Since then, Canada has gone further off the rails, especially due to the government’s response to the virus (the truckers’ main complaint addresses the regime’s oppressive vaccination requirements).
Trudeau’s intransigence, and the truckers’ resilient resistance, have brought the country to the edge of a potentially explosive crisis.
Two weeks before the 2020 election, Attorney General Bob Barr appointed Special Counsel John Durham to investigate the origins of the FBI’s Trump-Russia probe.
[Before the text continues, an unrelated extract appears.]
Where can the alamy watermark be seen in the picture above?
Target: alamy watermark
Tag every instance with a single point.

Durham’s work has been far different from that of Robert Mueller. Mueller’s team leaked profusely, every leak serving a political purpose. His crew abused the FBI, sending NKVD-style goon squads to family homes in the dead of night, with television crews — advised ahead of time (by leaks, of course) — ready to film it all. And Mueller found no proof of the “Russia Collusion” hoax, ending his career with a dementia-laden afternoon of testimony before Congress.
Now Durham has indicted Michael A. Sussmann, Hillary Clinton’s campaign lawyer, for his part in what the indictment describes as a “a scandal much deeper than merely Sussmann’s role in a second Russian hoax — a scandal that entangles the Clinton campaign, multiple Internet companies, two federally funded university researchers, and a complicit media,” according to Margot Cleveland, longtime Notre Dame Law prof and federal appeals court clerk who is following the investigation for The Federalist.
The investigation’s technical aspects are detailed, but the reaction of the Left has been hilariously predictable. “Everybody does it,” one journalism prof — a longtime Trump opponent — roars. “But what about Trump’s New York accountant,” a Boston College history prof pouts. And the fake news media have simply refused to report on Durham at all.
For years, the Clinton team’s response to all this had been “Deny!” But now, as the Deep State cabal scrambles for cover, deflection is the rule.